Мария Александровна очень рассердилась, что для своих работ я использую старые, почерневшие иконные доски, на которых уже ничего нельзя было разобрать.
«Хотя на них нет изображения, к ним должно быть трепетное отношение как к святыням. Они носители культуры прошлого». (Отношение к иконе у нее было более трепетное, чем у православных.)
Я начал переделывать икону Спаса. Стирал все до основания и начинал снова. Это было уже свободное творчество. В результате стираний, на левкасе образовалось дымчатое пятно в котором очень четко проступили, брови, нос, скулы. Проступил весь лик. Он напоминал Рублевского Спаса. Оставалось только обозначить «летучии» линии бровей, ресниц, усов и придать форму рту, как у Рублеского Спаса. Сделав это, я никак не мог понять хорошо ли это или плохо, но мне очень нравилось. Когда Мария Александровна увидела эту икону, она сказала: «Если вы еще двадцать лет ничего больше не напишите, этого будет достаточно». Икону освятил батюшка в церквушке, где я служил алтарником. Он был профессиональным художником и очень почитал Врубеля и Коровина. Он попросил меня подарить икону храму, и тут же поместил ее в иконостас, к великому неудовольствию старушек, которым нравились перламутровые лики на фоне серебреной фольги. Икона отделилась от меня, набрала силу и мощь, непостижимым образом как-то изменилась, обретя собственное бытие, в ней была глубина духовного мира, и я к этому изображению не имел никакого отношения (только водил кисточкой.) (Одним из прихожан храма был человек, который в 70-тые годы нелегально переправлял в Англию древние иконы, за что был подвергнут преследованию КГБ с конфискацией имущества. Глядя на икону, он говорил мне: «Я все время смотрю на нее, и мне кажется, что она ничем не отличается от старых икон». Такая оценка специалиста по продаже древностей произвела сильное впечатление.)
Настоятель попросил меня написать икону Иоанна Богослова. Я никак не мог понять, почему благовествующий апостол, любимый ученик Христа, посланный на проповедь, автор Евангелия, закрывает себе уста перстом. «Пока вы этого не поймете писать нельзя» – говорила Мария Александровна
«Это ум изумевающий перед тайнами Божиими» – объяснил мне ученый секретарь, о.Александр. Я подумал о том, что Иоанн Богослов не только евангелист, но и автор Апокалипсиса, который никогда не читается в православных храмах за богослужением. Считается, что Апокалипсис будет понятен людям последних времен. Иконография такова, что на плече у апостола находится ангел, и диктует ему на ухо откровения. Апостол закрывает уста перстом, но на колене у него раскрытое Евангелие.

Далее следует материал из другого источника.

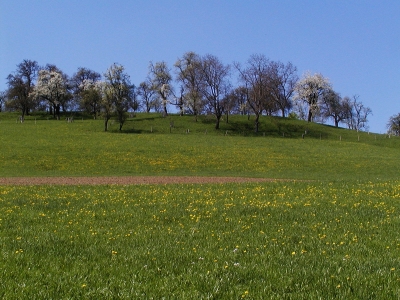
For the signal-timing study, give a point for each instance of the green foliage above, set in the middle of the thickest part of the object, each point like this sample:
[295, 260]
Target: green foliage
[149, 145]
[297, 240]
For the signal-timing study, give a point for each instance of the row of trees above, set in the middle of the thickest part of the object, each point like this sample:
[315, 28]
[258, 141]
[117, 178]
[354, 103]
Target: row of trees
[200, 85]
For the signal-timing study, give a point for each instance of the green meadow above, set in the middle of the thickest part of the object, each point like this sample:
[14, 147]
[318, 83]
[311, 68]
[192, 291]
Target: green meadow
[329, 232]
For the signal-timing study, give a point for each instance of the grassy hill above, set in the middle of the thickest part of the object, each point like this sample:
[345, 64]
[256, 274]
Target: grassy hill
[334, 236]
[177, 145]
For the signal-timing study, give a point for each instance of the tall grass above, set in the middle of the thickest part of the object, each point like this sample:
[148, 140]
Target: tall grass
[257, 241]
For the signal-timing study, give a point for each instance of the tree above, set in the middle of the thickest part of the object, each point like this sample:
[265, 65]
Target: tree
[118, 90]
[394, 125]
[360, 115]
[189, 74]
[90, 97]
[87, 98]
[146, 93]
[255, 79]
[333, 107]
[52, 85]
[310, 90]
[161, 82]
[3, 98]
[21, 85]
[215, 85]
[282, 82]
[239, 100]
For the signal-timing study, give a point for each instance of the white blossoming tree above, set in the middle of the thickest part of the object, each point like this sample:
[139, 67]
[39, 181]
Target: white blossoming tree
[161, 78]
[118, 92]
[52, 85]
[310, 90]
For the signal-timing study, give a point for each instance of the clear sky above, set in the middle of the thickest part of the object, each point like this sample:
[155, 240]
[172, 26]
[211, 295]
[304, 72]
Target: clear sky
[354, 43]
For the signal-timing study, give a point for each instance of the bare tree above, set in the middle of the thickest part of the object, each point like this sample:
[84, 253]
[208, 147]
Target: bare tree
[146, 92]
[119, 88]
[189, 74]
[361, 114]
[255, 79]
[21, 85]
[83, 97]
[161, 82]
[333, 107]
[310, 90]
[215, 85]
[282, 82]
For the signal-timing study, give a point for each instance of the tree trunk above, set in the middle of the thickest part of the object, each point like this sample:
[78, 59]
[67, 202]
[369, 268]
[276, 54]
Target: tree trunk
[309, 115]
[217, 123]
[256, 123]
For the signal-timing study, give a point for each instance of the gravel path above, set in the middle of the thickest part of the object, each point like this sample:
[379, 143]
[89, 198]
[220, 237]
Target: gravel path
[124, 180]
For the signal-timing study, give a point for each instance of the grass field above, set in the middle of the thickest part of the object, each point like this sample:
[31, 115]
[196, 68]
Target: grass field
[257, 241]
[332, 237]
[57, 148]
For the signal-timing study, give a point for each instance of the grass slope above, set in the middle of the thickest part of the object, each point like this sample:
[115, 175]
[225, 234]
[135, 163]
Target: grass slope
[149, 146]
[257, 241]
[335, 237]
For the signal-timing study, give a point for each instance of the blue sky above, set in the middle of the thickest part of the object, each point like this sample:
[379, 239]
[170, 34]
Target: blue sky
[355, 43]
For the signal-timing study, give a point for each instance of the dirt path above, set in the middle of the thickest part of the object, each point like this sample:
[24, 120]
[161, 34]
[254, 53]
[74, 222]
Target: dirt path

«Ушко чуть-чуть увеличьте, сделайте его более стрельчатым. Он внимает этим ухом» – советовала Егения Александровна.
Когда я приступил к работе над иконой Богоматери Донская, она советовала мне копировать ее с черно-белой репродукции. «Тогда вы лучше будете чувствовать форму, и находить цветовые отношения в своей работе. Будете свободнее работать. И не будет вымученности и скованности» Этот совет очень помог.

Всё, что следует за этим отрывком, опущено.